Desde 2000 que a Faculdade de Medicina Tradicional Chinesa da MUST tem vindo a alargar a formação nesta área, com o número de candidatos a licenciaturas, mestrados e doutoramentos a crescer de ano para ano. Liu Liang, reitor da MUST e também director da Faculdade de Medicina Tradicional Chinesa, explica à MACAU que um dos grandes objectivos da instituição é formar profissionais “de alta qualidade” na RAEM. Uma vez concluída a licenciatura em MTC, explica, os alunos ficam “qualificados para se candidatarem a uma licença” para o exercício deste tipo de medicina em Macau.

“Cerca de 40 por cento dos médicos de MTC registados em Macau são licenciados aqui [na MUST]. Tenho muito orgulho nisso”, comenta o docente, que espera que esta percentagem possa vir a aumentar no futuro. Em 2012, a faculdade abriu o bacharelato em Farmácia de Medicina Chinesa. A ideia, defende Liu Liang, é contribuir também para o desenvolvimento da indústria da MTC em Macau. Uma aposta feita a pensar na necessidade de diversificar a economia da RAEM e nas oportunidades que podem surgir na Ilha da Montanha. “Creio que o Parque Científico e Industrial de Medicina Tradicional Chinesa para a Cooperação entre Guangdong-Macau [a ser construído em Hengqin] poderá recrutar pessoal fora de Macau, mas também serão necessários profissionais locais, experiência local”, justifica.

De acordo com Liu Liang, no Interior da China os cursos superiores na área da MTC arrancaram na década de 1950, enquanto que em Hong Kong este tipo de formação começou em finais dos anos 1990. Experiências que, salienta, ajudaram Macau a desenvolver “cursos modernos” nesta área.

Além das licenciaturas, a MUST oferece também vários mestrados relacionados com MTC e disponibiliza ainda programas de doutoramento. Uma das áreas desenvolvidas é a da Integração entre MTC e Medicina Ocidental.
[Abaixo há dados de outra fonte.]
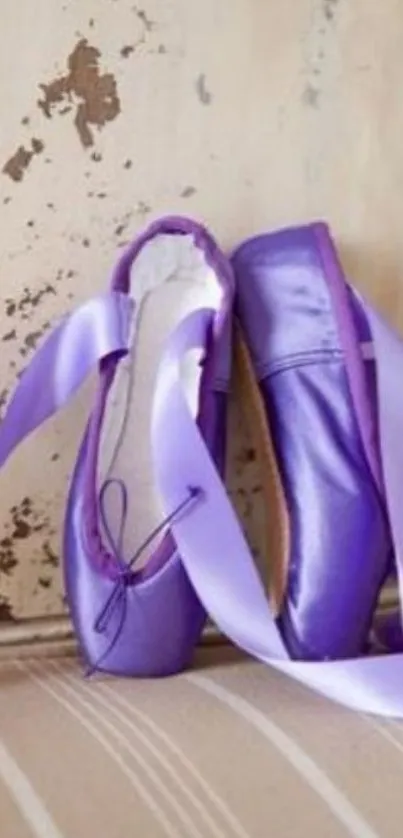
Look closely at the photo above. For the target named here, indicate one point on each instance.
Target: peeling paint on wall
(19, 162)
(91, 94)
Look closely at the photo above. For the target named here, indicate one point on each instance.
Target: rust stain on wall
(6, 614)
(17, 164)
(93, 93)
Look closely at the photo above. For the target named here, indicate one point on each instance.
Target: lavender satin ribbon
(96, 330)
(213, 548)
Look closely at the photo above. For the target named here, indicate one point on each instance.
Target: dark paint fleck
(94, 94)
(10, 335)
(148, 24)
(127, 50)
(45, 581)
(17, 164)
(51, 558)
(6, 614)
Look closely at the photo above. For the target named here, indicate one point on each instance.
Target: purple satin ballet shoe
(321, 371)
(135, 612)
(298, 321)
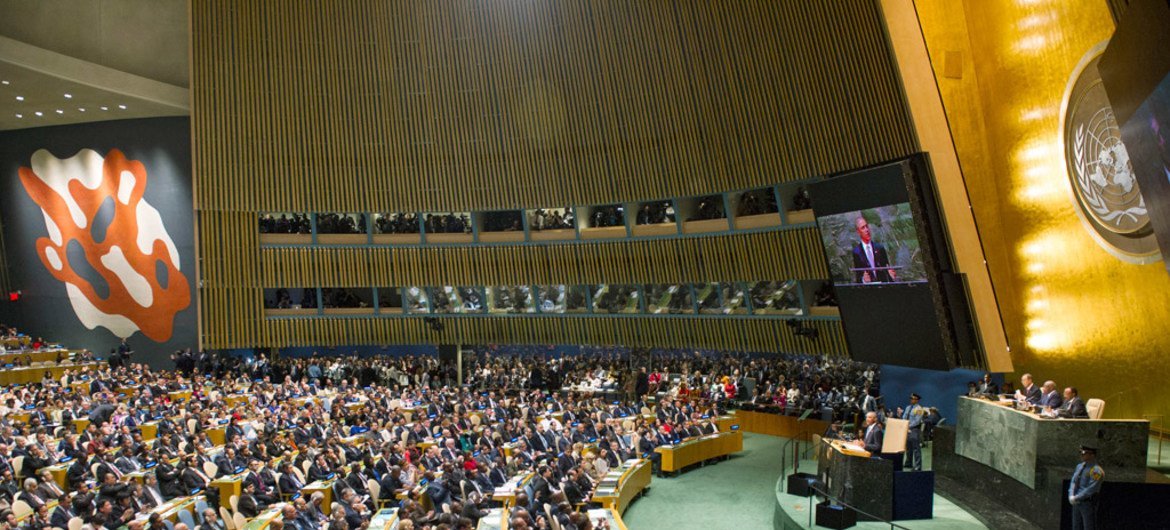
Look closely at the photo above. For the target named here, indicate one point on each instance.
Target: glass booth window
(284, 224)
(341, 222)
(670, 298)
(510, 298)
(616, 300)
(552, 298)
(396, 224)
(459, 300)
(721, 298)
(776, 298)
(415, 300)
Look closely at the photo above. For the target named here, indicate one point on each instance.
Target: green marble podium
(1041, 452)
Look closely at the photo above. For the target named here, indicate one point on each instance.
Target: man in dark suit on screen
(873, 435)
(869, 254)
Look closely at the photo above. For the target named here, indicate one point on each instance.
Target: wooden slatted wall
(376, 105)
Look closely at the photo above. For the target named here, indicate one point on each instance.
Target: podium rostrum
(874, 483)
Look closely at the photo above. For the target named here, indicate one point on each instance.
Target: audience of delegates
(436, 449)
(297, 224)
(757, 202)
(341, 224)
(397, 224)
(555, 220)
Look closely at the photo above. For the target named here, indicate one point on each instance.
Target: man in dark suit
(1048, 396)
(1073, 406)
(1029, 391)
(62, 513)
(986, 386)
(289, 483)
(873, 434)
(249, 504)
(869, 254)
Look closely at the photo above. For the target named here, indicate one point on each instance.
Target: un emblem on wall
(1100, 173)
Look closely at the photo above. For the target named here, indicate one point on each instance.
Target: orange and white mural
(129, 255)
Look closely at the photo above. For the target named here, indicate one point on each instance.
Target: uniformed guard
(1085, 489)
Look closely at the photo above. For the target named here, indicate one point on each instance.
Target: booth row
(749, 210)
(787, 297)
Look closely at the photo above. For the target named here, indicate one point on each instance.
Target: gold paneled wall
(754, 256)
(376, 105)
(1073, 312)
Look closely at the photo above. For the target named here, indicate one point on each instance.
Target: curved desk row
(700, 449)
(623, 484)
(497, 518)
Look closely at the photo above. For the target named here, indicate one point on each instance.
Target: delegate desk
(700, 449)
(853, 476)
(507, 494)
(619, 487)
(1041, 452)
(778, 425)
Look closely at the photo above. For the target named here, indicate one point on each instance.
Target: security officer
(1085, 489)
(914, 414)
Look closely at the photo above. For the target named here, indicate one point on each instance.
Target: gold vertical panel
(467, 105)
(1073, 312)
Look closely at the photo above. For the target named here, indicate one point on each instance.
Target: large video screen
(879, 228)
(873, 246)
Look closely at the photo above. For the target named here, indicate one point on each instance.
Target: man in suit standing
(873, 435)
(869, 254)
(1050, 398)
(1085, 488)
(1029, 391)
(914, 414)
(1073, 405)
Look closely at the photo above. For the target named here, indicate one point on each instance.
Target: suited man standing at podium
(869, 254)
(914, 414)
(872, 436)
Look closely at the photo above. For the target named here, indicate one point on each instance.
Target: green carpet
(737, 494)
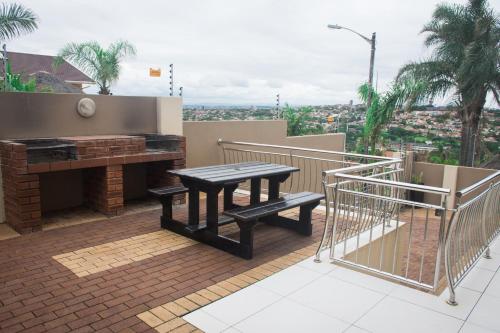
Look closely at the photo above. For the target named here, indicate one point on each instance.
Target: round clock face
(86, 107)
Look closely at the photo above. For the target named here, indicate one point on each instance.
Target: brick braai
(101, 158)
(21, 190)
(103, 189)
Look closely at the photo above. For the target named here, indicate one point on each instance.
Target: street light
(370, 41)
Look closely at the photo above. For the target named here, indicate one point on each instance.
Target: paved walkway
(310, 297)
(108, 275)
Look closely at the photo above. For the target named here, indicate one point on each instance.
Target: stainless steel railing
(371, 224)
(311, 162)
(374, 228)
(474, 225)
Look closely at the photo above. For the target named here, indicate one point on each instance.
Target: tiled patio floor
(311, 297)
(99, 276)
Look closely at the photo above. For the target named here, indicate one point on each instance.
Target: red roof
(28, 64)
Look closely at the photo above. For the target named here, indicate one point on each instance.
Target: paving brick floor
(38, 293)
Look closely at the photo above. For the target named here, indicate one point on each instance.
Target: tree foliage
(14, 82)
(300, 121)
(465, 63)
(102, 65)
(16, 20)
(382, 107)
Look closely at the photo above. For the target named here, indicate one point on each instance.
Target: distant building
(66, 77)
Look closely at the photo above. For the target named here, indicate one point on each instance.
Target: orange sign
(153, 72)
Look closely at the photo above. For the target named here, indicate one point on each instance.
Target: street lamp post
(370, 41)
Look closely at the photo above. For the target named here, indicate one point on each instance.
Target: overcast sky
(241, 52)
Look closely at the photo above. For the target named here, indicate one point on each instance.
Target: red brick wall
(103, 185)
(103, 189)
(21, 191)
(87, 149)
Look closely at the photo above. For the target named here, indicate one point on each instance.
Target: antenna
(278, 105)
(171, 79)
(5, 60)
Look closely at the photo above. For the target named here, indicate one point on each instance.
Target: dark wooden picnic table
(212, 180)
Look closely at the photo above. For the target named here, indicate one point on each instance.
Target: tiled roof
(28, 64)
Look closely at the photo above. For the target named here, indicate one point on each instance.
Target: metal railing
(474, 225)
(369, 231)
(373, 225)
(311, 162)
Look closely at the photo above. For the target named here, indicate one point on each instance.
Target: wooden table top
(231, 173)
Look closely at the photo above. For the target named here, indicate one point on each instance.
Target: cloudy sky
(241, 52)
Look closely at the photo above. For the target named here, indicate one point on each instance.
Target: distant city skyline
(241, 52)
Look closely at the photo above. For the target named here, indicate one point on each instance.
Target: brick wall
(96, 148)
(21, 190)
(103, 189)
(102, 162)
(157, 172)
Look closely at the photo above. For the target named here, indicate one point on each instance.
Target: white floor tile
(471, 328)
(495, 246)
(337, 298)
(393, 315)
(492, 264)
(322, 267)
(231, 330)
(486, 313)
(288, 280)
(494, 286)
(363, 280)
(205, 322)
(477, 279)
(287, 316)
(242, 304)
(354, 329)
(466, 299)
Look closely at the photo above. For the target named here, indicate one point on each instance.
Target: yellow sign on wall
(155, 72)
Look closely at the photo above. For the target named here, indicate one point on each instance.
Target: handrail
(407, 186)
(474, 186)
(362, 167)
(222, 141)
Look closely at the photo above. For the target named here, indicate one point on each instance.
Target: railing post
(441, 242)
(447, 255)
(324, 240)
(334, 219)
(487, 254)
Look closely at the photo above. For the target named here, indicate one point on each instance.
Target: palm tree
(102, 65)
(16, 20)
(381, 110)
(465, 63)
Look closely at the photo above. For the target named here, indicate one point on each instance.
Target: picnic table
(212, 180)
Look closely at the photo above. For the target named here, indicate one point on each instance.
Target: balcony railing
(371, 224)
(311, 162)
(474, 225)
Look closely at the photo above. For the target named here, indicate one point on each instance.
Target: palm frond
(103, 65)
(16, 20)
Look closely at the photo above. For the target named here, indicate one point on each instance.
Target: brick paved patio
(130, 267)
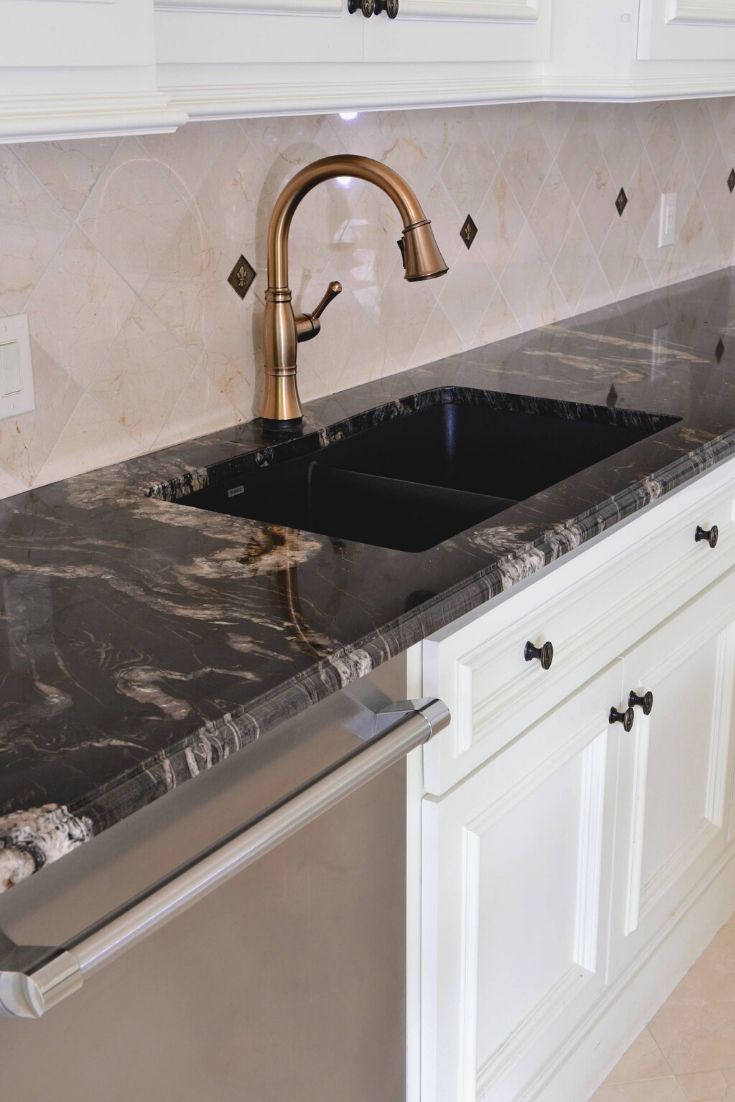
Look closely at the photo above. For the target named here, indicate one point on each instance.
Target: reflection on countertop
(143, 643)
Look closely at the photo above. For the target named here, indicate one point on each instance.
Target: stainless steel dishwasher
(284, 978)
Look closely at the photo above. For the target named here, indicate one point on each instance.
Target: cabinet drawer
(592, 607)
(516, 895)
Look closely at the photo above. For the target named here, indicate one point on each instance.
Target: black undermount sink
(410, 475)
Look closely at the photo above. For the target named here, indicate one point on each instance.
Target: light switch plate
(668, 219)
(17, 393)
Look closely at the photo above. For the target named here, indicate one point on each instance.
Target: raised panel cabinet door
(687, 30)
(674, 775)
(75, 68)
(515, 901)
(462, 31)
(231, 50)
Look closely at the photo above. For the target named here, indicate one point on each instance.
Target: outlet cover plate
(17, 392)
(668, 219)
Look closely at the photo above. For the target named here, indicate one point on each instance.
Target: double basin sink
(414, 473)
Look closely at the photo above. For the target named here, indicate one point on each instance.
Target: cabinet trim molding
(696, 11)
(197, 92)
(501, 11)
(92, 115)
(255, 7)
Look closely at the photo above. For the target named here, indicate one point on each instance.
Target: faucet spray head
(420, 252)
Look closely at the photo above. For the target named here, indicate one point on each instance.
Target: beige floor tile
(642, 1060)
(704, 1086)
(695, 1036)
(646, 1090)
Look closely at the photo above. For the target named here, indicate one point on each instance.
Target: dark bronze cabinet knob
(544, 654)
(627, 717)
(711, 535)
(646, 702)
(366, 7)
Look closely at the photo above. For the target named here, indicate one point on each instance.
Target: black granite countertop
(141, 641)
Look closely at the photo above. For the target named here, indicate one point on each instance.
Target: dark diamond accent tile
(468, 231)
(241, 277)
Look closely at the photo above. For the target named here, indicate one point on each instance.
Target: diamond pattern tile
(121, 251)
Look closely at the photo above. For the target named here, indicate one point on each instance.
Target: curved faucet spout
(283, 330)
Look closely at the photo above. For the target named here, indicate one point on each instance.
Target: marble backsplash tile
(119, 251)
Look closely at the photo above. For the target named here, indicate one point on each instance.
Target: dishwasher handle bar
(30, 992)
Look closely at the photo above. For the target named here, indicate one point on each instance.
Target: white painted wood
(701, 11)
(576, 871)
(674, 766)
(506, 11)
(516, 889)
(584, 1060)
(73, 68)
(687, 30)
(591, 607)
(259, 7)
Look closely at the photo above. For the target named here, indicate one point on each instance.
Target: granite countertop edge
(34, 836)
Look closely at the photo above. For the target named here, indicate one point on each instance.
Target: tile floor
(687, 1052)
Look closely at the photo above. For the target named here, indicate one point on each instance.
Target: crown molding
(88, 115)
(423, 87)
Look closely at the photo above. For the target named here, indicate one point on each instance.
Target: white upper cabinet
(219, 57)
(79, 67)
(687, 30)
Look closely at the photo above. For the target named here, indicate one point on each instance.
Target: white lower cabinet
(676, 773)
(516, 896)
(568, 871)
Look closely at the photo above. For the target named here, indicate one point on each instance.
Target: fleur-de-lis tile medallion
(468, 231)
(241, 277)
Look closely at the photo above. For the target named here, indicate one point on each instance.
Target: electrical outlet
(668, 219)
(17, 393)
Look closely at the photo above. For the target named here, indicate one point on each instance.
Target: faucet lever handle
(309, 325)
(333, 290)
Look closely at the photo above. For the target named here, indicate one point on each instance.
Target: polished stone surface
(143, 641)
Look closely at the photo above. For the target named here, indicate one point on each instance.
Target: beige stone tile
(619, 141)
(78, 308)
(92, 438)
(464, 289)
(597, 205)
(695, 1037)
(577, 269)
(696, 132)
(642, 1060)
(529, 287)
(552, 214)
(142, 375)
(467, 173)
(499, 222)
(68, 169)
(704, 1086)
(133, 213)
(25, 442)
(32, 227)
(526, 164)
Com o número de candidatos a aumentar nos últimos anos – “não apenas do Interior da China, mas também de Macau” –, a selecção dos alunos é cada vez “mais exigente”, garante o director da faculdade, que conta, actualmente, com mais de uma centena de estudantes nos cursos pós-graduados. “Podemos construir uma reputação internacional para Macau, no âmbito da investigação académica e dos padrões académicos”, defende o perito.

A Universidade de Macau também tem um longo trabalho de investigação académica na área da MTC. Criado em 2002, o Instituto de Ciências Médicas Chinesas (ICMS, na sigla inglesa) tem vindo a desenvolver, sobretudo, as áreas da biomedicina e da farmacêutica.

No ano lectivo de 2014/2015, o ICMC contava com um total de 230 alunos: 46 estudantes de licenciatura (em Ciências Biomédicas), 88 de mestrado (há um mestrado em Ciências Medicinais Chinesas e outro em Administração Medicinal) e 96 de doutoramento na área das Ciências Biomédicas.

“As instituições públicas, em particular a UM, têm vindo a recrutar académicos promissores e de renome de todo o mundo e especializados em vários domínios de relevo”, comenta à MACAU Wang Chunming, professor assistente do ICMS, destacando a “excelente reputação internacional em investigação”, construída pela universidade ao longo dos últimos anos, e o estabelecimento de “plataformas tecnológicas capazes de acelerar o desenvolvimento da MTC”.